Beating the potatoes with a whisk or food processor. Target: Pass once (twice for ultra-smooth) through a ricer or fine food mill while still hot, then fold liquids in by hand. Why it matters: Potato cells contain starch granules. When you whip or process them, you break the cells open and the starch pours out into long, sticky threads — the reason "gluey" potatoes happen. A ricer pushes the cells through tiny holes without rupturing them. What to do: Use a ricer or tamis (fine drum sieve). Fold in the warm butter and cream with a wooden spoon or silicone spatula. Stir just enough to combine — no longer.
Pouring in cold or boiling-hot cream and butter. Target: Cream and butter warmed together to about body temperature (around 50-60°C / 120-140°F), warm to the touch but not steaming. Why it matters: Pomme purée is an emulsion — water from the potato bound with butterfat and cream into one smooth body (cream emulsion — fat dispersed in tiny droplets through a starchy water phase). Cold dairy shocks the warm potato, stiffens, and stops the fat from dispersing evenly. Boiling-hot dairy can split the emulsion and make the purée greasy. What to do: Melt the butter into the cream over low heat until just warm. Add to the riced potato in stages — a third at a time — folding gently between each addition.
Holding the finished purée and letting it dry out. Target: Serve immediately. If holding, cover the surface flush with parchment or buttered foil and keep over a low water bath. Why it matters: An open bowl of warm purée loses steam, the surface skins over, and the inside tightens as starch sets. The texture you nailed in the pot turns pasty within minutes. What to do: Plate as soon as possible. If you must hold it, set the bowl over a barely simmering water bath, press parchment directly onto the surface, and loosen with a splash of warm cream just before serving.
What to look for
- A knife that drops through the potato with no twist. No resistance, no springback — that's full gelatinisation. Anything else, give it more time.
- A glossy, satin sheen after the dairy goes in. Not matte (too thick, undercooked, or under-buttered) and not slick or pooling fat (broken emulsion).
- A spoon that pulls a slow ribbon back into the bowl. When you lift a spoonful, it should fall in a smooth fold — not in clumps and not as a thin pour.

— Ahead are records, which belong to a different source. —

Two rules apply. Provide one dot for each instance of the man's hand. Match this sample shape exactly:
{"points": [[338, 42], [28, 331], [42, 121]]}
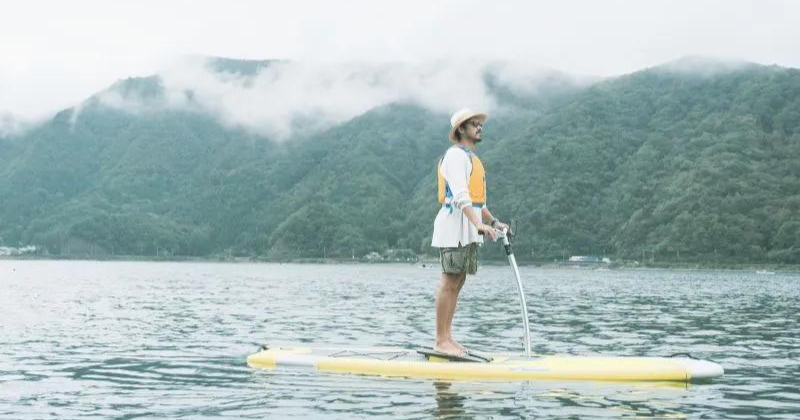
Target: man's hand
{"points": [[501, 226], [488, 231]]}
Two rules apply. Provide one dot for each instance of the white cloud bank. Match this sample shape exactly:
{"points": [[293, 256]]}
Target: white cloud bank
{"points": [[287, 96]]}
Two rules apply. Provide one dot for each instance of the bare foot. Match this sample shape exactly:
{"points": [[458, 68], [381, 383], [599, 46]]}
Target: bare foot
{"points": [[459, 346], [447, 347]]}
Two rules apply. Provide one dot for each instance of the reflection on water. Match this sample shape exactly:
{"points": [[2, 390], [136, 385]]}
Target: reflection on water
{"points": [[167, 340]]}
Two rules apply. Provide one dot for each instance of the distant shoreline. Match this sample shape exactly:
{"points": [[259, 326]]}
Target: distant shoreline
{"points": [[767, 268]]}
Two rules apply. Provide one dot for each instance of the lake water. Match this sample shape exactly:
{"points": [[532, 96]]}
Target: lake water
{"points": [[123, 340]]}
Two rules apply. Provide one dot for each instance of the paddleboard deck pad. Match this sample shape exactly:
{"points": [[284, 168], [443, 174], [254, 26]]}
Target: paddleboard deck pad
{"points": [[411, 363]]}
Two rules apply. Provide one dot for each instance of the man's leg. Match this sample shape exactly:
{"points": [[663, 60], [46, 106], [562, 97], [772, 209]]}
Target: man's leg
{"points": [[462, 280], [446, 299]]}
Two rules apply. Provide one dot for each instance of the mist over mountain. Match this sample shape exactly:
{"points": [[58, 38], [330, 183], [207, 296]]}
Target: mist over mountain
{"points": [[694, 160]]}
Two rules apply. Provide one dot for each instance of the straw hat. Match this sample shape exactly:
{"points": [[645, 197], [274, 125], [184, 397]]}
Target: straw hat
{"points": [[460, 117]]}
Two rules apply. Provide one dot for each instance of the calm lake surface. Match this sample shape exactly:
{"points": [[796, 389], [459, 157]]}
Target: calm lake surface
{"points": [[123, 340]]}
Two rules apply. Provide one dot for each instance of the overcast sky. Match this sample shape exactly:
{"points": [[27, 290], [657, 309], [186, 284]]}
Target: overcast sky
{"points": [[55, 54]]}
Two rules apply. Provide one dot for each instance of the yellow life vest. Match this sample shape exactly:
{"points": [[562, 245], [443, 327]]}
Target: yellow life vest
{"points": [[476, 185]]}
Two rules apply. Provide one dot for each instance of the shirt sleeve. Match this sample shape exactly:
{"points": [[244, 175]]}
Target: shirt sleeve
{"points": [[456, 167]]}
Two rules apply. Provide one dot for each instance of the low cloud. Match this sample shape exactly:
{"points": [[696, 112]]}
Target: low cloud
{"points": [[284, 98], [10, 125]]}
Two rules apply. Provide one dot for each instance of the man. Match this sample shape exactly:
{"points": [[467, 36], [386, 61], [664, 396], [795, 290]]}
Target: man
{"points": [[462, 193]]}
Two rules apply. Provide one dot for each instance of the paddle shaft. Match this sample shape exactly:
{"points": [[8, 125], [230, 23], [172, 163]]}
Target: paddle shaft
{"points": [[513, 262]]}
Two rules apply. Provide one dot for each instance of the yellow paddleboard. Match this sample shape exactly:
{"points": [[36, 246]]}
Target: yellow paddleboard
{"points": [[400, 362]]}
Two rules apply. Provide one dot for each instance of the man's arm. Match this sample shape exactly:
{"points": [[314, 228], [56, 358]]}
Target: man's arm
{"points": [[488, 217]]}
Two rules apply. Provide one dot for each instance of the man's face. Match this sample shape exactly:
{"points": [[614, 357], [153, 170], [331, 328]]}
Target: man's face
{"points": [[473, 129]]}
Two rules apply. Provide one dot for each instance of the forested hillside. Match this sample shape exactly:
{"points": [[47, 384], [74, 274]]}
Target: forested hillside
{"points": [[665, 163]]}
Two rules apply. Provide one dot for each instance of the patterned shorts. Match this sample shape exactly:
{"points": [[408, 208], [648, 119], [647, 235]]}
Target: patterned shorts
{"points": [[463, 259]]}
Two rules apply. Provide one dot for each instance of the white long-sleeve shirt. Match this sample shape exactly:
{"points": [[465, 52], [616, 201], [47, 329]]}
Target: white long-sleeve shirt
{"points": [[452, 228]]}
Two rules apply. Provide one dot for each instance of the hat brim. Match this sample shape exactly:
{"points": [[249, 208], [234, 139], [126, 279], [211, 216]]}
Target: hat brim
{"points": [[462, 120]]}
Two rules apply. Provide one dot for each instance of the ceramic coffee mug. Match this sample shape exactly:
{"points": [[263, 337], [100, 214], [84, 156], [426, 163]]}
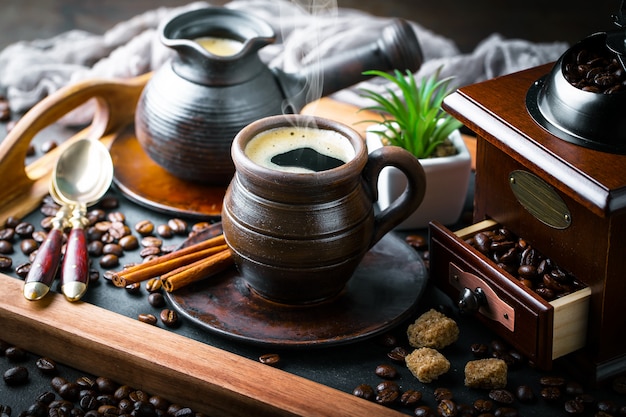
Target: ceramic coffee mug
{"points": [[299, 213]]}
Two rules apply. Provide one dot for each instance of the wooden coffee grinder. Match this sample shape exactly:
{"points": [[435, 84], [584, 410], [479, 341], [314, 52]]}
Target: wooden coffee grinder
{"points": [[551, 167]]}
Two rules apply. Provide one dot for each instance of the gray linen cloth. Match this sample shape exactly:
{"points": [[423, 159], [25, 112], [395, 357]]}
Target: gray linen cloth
{"points": [[31, 70]]}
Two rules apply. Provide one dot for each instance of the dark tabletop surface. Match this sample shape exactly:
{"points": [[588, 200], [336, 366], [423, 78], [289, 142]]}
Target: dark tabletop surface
{"points": [[342, 367]]}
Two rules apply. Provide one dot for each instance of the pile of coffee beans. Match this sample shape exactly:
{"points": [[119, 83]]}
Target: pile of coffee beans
{"points": [[85, 396], [109, 238], [597, 71], [520, 259]]}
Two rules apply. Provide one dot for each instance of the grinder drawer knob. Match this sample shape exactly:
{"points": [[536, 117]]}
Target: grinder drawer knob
{"points": [[470, 301]]}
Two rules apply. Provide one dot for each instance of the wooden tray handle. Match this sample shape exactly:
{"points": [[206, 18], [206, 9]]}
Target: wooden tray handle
{"points": [[25, 186]]}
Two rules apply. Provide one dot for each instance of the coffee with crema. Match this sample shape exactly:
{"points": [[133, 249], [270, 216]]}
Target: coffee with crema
{"points": [[299, 149]]}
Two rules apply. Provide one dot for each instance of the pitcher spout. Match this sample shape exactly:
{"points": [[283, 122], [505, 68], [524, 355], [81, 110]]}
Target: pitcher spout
{"points": [[217, 46], [397, 48]]}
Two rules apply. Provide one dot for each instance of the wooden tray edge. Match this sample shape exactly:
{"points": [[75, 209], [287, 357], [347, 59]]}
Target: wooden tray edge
{"points": [[205, 378]]}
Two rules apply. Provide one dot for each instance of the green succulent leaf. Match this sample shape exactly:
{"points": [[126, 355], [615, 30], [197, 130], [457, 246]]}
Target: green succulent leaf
{"points": [[412, 112]]}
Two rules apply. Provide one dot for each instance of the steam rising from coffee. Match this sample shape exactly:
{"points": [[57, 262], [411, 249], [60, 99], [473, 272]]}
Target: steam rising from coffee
{"points": [[323, 13], [303, 149]]}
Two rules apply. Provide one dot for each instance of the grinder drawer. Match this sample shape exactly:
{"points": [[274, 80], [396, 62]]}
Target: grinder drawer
{"points": [[540, 330]]}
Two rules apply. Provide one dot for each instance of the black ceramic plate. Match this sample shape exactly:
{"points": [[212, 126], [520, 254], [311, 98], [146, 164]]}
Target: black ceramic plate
{"points": [[383, 292]]}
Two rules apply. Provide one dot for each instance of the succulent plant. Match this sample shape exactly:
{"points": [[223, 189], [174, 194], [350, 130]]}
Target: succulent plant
{"points": [[412, 116]]}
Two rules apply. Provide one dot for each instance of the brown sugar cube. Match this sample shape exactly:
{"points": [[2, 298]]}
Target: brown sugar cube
{"points": [[427, 364], [486, 373], [433, 329]]}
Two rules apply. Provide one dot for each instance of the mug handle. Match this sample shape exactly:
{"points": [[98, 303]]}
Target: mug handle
{"points": [[402, 207]]}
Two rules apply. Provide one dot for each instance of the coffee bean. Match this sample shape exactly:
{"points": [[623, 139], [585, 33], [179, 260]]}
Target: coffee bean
{"points": [[272, 359], [23, 269], [87, 382], [386, 371], [116, 217], [118, 230], [364, 391], [178, 226], [147, 318], [388, 384], [144, 227], [88, 402], [442, 394], [129, 242], [387, 396], [133, 288], [501, 396], [138, 396], [151, 241], [5, 263], [149, 251], [95, 248], [46, 365], [169, 318], [57, 382], [17, 375], [525, 394]]}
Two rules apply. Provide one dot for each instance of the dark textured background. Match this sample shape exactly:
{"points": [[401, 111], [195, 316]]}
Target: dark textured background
{"points": [[466, 22]]}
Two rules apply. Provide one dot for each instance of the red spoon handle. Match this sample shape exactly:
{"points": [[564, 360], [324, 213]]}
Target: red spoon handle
{"points": [[44, 267], [46, 261], [75, 270]]}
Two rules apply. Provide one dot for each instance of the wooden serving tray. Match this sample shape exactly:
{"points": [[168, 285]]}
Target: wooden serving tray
{"points": [[207, 379], [101, 342]]}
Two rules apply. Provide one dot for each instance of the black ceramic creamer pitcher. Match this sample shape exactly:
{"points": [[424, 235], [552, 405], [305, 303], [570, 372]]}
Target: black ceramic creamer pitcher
{"points": [[216, 84]]}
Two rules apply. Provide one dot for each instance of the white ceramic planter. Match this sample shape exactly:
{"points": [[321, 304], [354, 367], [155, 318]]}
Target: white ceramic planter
{"points": [[447, 180]]}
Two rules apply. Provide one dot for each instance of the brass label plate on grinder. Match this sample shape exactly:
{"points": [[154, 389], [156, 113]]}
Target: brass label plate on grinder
{"points": [[540, 199]]}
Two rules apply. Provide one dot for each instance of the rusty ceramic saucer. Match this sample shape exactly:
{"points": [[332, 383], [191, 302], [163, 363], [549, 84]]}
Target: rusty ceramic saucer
{"points": [[384, 291]]}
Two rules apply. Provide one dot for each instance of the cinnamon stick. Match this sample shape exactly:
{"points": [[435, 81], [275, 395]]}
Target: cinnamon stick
{"points": [[197, 271], [168, 262]]}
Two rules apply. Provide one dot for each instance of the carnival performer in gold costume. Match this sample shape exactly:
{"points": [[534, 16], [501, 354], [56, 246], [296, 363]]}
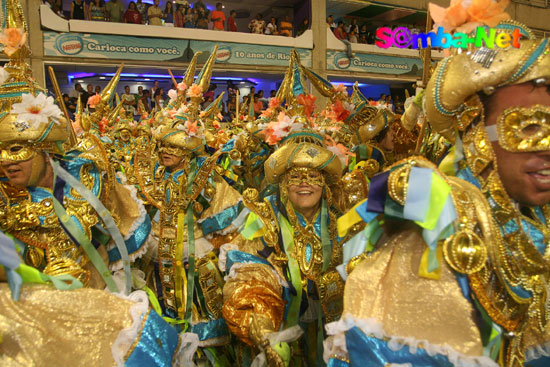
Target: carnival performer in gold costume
{"points": [[62, 204], [51, 208], [196, 208], [282, 280], [457, 275]]}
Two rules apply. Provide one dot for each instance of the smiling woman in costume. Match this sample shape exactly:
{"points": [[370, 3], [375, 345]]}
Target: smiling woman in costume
{"points": [[463, 279]]}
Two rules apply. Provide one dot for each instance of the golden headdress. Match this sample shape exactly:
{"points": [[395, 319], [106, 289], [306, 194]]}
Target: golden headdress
{"points": [[27, 116], [303, 149], [297, 130], [451, 95]]}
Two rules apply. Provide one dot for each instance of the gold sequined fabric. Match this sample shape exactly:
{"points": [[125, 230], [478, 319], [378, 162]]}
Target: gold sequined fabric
{"points": [[254, 292], [47, 327], [386, 287]]}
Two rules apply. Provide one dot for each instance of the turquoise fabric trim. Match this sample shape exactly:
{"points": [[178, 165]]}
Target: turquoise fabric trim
{"points": [[529, 62], [135, 242], [369, 351], [210, 330], [236, 257], [220, 221], [158, 343]]}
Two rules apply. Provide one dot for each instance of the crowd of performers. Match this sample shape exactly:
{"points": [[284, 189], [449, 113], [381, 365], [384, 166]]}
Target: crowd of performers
{"points": [[319, 234]]}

- A clean, sweet potato aroma — no raw-starch smell. If you smell something faintly chalky or papery, the centres weren't fully cooked.
A note on history
While layered, butter-rich potato purées exist throughout French cooking, the modern reference point is Joël Robuchon's purée de pomme — the dish that, more than any other, made his reputation when he opened Jamin in Paris in December 1981 (Michelin Guide). Robuchon's version uses just four ingredients (potato, butter, milk, salt), favours the La Ratte variety (a small, waxy French heirloom potato with a delicate, nutty flavour), and famously involves passing the cooked potatoes through a fine food mill while warm, then drying them briefly over low heat before mounting with butter and milk (Michelin Guide: feature). At a time when fine dining largely overlooked the potato, his quiet refusal to dress it up — relying instead on technique and ratios — became one of the defining gestures of late-20th-century French cooking.